Landry et alii. (2001) ont mené une enquête destinée à estimer le poids global de l’activité logistique dans le budget des établissements hospitaliers. Leur étude a porté sur quatre établissements, français et néerlandais. Les auteurs réalisent un audit des établissements et évaluent les dépenses de différents postes liés à l’activité logistique ; au moyen de questionnaires, ils estiment également le temps de travail des différents agents consacré à la réalisation des tâches logistiques. Si globalement l’ordre de grandeur du budget est le même, le poids des différentes activités logistiques (hôtellerie, transport, achats, etc.) varie en fonction des établissements.

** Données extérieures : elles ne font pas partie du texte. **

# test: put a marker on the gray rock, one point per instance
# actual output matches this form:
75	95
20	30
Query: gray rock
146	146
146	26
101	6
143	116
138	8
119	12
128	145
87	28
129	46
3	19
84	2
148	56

Les auteurs émettent l’hypothèse que cela est dû à des différences structurelles entre les hôpitaux étudiés (différences architecturales, organisationnelles, etc.). Il pourrait être intéressant d’étudier quel est l’impact des pratiques logistiques jugées comme les plus performantes sur le coût de ces différentes activités. De la même manière, l’établissement de « standards » de coût à ce niveau, à partir d’une base issue d’un ensemble d’établissements, permettrait de se comparer et de faire un premier pas vers la gestion de la performance sous forme de benchmarking.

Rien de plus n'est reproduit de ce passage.